Introduction: This is Models and layers in Paddle Learning notes. For the construction and operation of the layer in the pad, the preliminary test and related learning are carried out.
Key words: Layer, cushion
§ 01 model and layer
model is one of the important concepts in deep learning. The core function of the model is to map a group of input variables to another group of output variables after a series of calculations. The mapping function represents a deep learning algorithm. In the paddy framework, the model includes the following two aspects:
- A combination of a series of layers for mapping (forward execution)
- Some parameter variables are updated in real time during training
in this document, you will learn how to define and use the paste model, and understand the relationship between the model and the layer.
1, Define models and layers in the pad
in paste, most models are composed of a series of layers, which are the basic logical execution unit of the model. There are two aspects in the layer:
- On the one hand, the required variables are calculated and held as members of the layer in the form of temporary variables or parameters
- On the other hand, one or more specific operators are held to complete the corresponding calculation.
1. Model and layer
building variables and operators from scratch to build layers and models is a very complex process, and it is difficult to avoid a lot of redundant code. Therefore, Paddle provides the basic data type Paddle nn. Layer to facilitate you to quickly implement your own layers and models. Both models and layers can be based on padding nn. Layer extends the implementation, so it can also be said that the model is only a special layer. The following will demonstrate how to use padding nn. Layer builds its own model:
class Model(paddle.nn.Layer): def __init__(self): super(Model, self).__init__() self.flatten = paddle.nn.Flatten() def forward(self, inputs): y = self.flatten(inputs) return y
in the current example, by inheriting the pad nn. Layer builds a Model type Model, which contains only one pad nn. Flatten layer. When the Model is executed, the input variable will be padded nn. Flatten the flatten layer.
2. Test case
x = paddle.to_tensor([[1,2,3],[4,5,6]]) print(x) model = Model() y = model(x) print(y)

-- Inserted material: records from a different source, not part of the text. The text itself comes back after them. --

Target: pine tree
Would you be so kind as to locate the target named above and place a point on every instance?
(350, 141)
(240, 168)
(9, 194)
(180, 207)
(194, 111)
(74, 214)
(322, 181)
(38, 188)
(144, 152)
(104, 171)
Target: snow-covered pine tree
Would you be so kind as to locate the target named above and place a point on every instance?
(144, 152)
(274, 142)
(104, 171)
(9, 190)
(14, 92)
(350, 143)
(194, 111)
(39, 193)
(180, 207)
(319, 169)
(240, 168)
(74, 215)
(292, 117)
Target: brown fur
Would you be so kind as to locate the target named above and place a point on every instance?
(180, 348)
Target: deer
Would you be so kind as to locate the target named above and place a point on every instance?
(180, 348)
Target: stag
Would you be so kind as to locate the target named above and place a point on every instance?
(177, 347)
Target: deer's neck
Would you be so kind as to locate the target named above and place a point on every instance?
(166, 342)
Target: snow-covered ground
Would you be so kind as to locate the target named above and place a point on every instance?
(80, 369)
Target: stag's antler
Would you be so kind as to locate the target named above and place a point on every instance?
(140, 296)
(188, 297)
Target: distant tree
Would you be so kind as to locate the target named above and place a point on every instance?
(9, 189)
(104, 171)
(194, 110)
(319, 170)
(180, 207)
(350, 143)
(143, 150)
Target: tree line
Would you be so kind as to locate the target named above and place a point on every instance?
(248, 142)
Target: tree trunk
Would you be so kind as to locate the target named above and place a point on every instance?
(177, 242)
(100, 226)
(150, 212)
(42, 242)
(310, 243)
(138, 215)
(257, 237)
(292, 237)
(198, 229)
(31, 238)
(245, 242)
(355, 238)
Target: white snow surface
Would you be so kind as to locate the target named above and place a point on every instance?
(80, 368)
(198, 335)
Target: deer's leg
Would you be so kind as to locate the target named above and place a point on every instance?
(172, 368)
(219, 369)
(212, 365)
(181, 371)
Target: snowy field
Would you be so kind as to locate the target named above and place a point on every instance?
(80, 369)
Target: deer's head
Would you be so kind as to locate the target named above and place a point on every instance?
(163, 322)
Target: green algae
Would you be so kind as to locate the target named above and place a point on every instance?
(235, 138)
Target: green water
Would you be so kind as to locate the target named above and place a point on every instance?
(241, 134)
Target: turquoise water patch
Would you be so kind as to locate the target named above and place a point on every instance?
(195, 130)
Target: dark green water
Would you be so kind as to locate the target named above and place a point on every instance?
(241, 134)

Tensor(shape=[2, 3], dtype=int64, place=CPUPlace, stop_gradient=True, [[1, 2, 3], [4, 5, 6]]) Tensor(shape=[2, 3], dtype=int64, place=CPUPlace, stop_gradient=True, [[1, 2, 3], [4, 5, 6]])
what the hell is this? Why didn't the result be flattened by the layer?
modify the previous code:
class Model(paddle.nn.Layer): def __init__(self): super(Model, self).__init__() def forward(self, inputs): y = self.Flatten(inputs) return y def Flatten(self, x): xx = x.numpy().flatten() return paddle.to_tensor(xx) x = paddle.to_tensor([[1,2,3],[4,5,6]]) print(x) model = Model() y = model(x) print(y)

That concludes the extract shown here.